La nuova vita dei macachi salvati dalla vivisezione
Uno studio condotto da Lav e pubblicato sulla rivista Primates, dimostra che riabilitare i macachi salvati dalla vivisezione è possibile.
Meno dello 0,1 per cento degli animali vittima della vivisezione viene liberato. Questo a fronte degli oltre 600mila sfruttati ogni anno solo nei laboratori italiani. A causa di questo numero estremamente limitato di animali che riescono a salvarsi, non esistono studi specifici che possano guidare gli esperti nella loro riabilitazione. La prassi dei laboratori, infatti, è generalmente quella di sopprimerli una volta terminati gli esperimenti. Un nuovo lavoro potrebbe però cambiare le cose. La Lega antivivisezione (Lav) ha recentemente presentato uno studio scientifico che dimostra come sia possibile riabilitare i macachi (Macaca fascicularis) salvati della vivisezione.

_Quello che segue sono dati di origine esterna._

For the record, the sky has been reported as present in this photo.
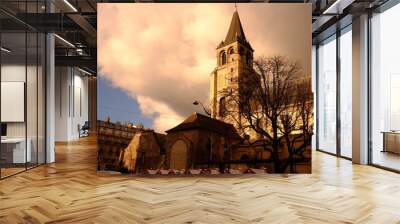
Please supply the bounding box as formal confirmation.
[98,3,311,132]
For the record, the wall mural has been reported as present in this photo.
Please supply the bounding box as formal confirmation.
[97,3,314,175]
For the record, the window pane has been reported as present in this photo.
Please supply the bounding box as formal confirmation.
[317,36,336,153]
[371,4,400,170]
[340,30,352,158]
[0,32,30,178]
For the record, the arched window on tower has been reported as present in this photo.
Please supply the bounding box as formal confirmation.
[221,51,226,65]
[219,97,226,117]
[228,47,235,61]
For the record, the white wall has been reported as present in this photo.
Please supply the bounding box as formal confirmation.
[55,67,88,141]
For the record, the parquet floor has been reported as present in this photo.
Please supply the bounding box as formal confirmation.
[0,138,400,224]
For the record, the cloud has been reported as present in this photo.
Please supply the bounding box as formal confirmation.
[98,3,311,131]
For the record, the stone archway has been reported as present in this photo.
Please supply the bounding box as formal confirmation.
[170,140,188,170]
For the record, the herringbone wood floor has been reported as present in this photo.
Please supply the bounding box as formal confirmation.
[0,138,400,224]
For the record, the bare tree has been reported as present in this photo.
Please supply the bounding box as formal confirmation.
[222,56,313,173]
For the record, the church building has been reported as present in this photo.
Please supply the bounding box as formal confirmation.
[210,10,254,136]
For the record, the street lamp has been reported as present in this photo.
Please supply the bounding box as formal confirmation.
[193,100,211,117]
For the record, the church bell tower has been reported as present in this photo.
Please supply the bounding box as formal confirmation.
[210,10,254,123]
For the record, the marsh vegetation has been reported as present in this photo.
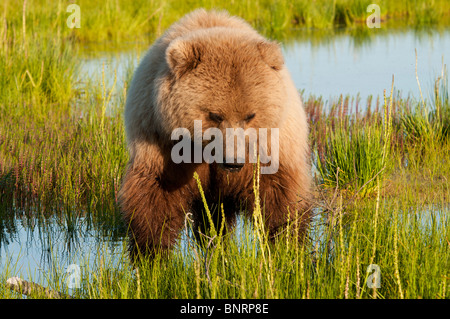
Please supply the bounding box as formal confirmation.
[0,0,450,298]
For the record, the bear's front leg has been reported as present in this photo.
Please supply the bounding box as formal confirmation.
[119,164,189,261]
[259,166,312,242]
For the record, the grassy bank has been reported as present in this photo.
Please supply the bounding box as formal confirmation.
[0,0,450,298]
[0,0,450,42]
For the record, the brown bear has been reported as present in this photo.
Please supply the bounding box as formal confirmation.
[119,9,311,257]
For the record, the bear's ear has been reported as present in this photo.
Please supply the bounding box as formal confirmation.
[166,39,201,78]
[257,41,284,71]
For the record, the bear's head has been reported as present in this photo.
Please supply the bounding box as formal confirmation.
[163,27,286,171]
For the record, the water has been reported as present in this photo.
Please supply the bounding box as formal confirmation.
[0,29,450,292]
[81,28,450,102]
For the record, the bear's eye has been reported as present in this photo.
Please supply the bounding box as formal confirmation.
[244,113,256,122]
[209,112,223,123]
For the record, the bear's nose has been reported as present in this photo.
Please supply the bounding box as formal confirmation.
[220,163,244,172]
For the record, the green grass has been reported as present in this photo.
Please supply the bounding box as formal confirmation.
[0,0,450,298]
[0,0,450,42]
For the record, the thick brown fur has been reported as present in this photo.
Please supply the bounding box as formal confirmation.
[119,9,311,262]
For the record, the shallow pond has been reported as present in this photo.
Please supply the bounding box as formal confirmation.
[0,29,450,292]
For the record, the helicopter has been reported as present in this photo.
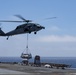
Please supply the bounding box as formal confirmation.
[0,15,45,40]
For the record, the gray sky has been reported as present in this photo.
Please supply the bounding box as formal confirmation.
[0,0,76,57]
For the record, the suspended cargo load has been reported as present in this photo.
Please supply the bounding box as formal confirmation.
[21,53,32,59]
[21,34,32,59]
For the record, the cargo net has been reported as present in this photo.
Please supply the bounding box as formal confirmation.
[21,34,32,59]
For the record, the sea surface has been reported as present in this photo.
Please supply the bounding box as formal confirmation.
[0,57,76,68]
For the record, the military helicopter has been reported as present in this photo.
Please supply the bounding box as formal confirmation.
[0,15,45,40]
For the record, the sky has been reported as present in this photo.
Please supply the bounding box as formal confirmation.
[0,0,76,57]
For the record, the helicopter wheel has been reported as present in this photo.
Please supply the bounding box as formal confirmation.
[34,32,37,34]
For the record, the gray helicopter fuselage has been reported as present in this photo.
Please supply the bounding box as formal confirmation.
[5,23,45,36]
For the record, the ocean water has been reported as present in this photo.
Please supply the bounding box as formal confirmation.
[0,57,76,68]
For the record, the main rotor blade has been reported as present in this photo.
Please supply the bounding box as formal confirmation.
[15,15,26,21]
[0,20,25,23]
[46,17,57,19]
[15,15,32,22]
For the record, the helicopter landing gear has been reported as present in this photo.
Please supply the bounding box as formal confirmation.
[34,32,37,34]
[6,36,9,40]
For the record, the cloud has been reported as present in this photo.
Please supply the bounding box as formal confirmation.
[38,35,76,42]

I risultati, pubblicati sulla rivista scientifica internazionale Primates, dimostrano ancora una volta l’estrema resilienza e tenacia di questi animali che, benché abbiano vissuto per anni in condizioni di deprivazione e malessere, sono riusciti a tornare – lentamente – a vivere nel centro di recupero di Semproniano.
Da dove provengono i macachi coinvolti nella sperimentazione animale
Quando si parla di vivisezione o sperimentazione animale, la mente riconduce subito alle immagini degli animali nelle gabbie dei laboratori. Ma la loro storia incomincia molto prima, specialmente nel caso dei primati. “I primati provengono quasi sempre da paesi fortemente impoveriti – ci spiega Michela Kuan, biologa e responsabile nazionale dell’area ricerca senza animali di Lav –. Spesso sono vittime della caccia e del commercio illegale in paesi come la Cina e le Mauritius, ma anche in tutto il Sudest asiatico. Vengono presi in natura e strappati alle proprie madri. Oppure esistono enormi stabilimenti di smistamento situati di fianco agli aeroporti in cui gli esemplari vengono fatti riprodurre e i giovani vengono spediti nelle stive”.
Pensiamo a un animale selvatico che dovrebbe vivere in una foresta, giovane e allontanato dalla madre, chiuso in un box dove non c’è luce o calore con un rumore pazzesco e costretto ad affrontare viaggi transatlantici. È una forma di violenza su di loro incredibile.
“Una volta in Europa subiscono una quarantena in uno stabilimento fornitore, che fa da tramite da quello allevatore e quello utilizzatore dove vengono fatti dei test per controllare che non abbiano patogeni – continua –. Da lì vengono rivenduti allo stabilimento utilizzatore e affrontano l’ennesimo viaggio. La gente conosce di più cani e gatti, ma i primati sono molto empatici e ci trasmettono quello che sentono. Chiunque può riconoscere l’angoscia, il dolore e lo stress che subiscono questi animali”.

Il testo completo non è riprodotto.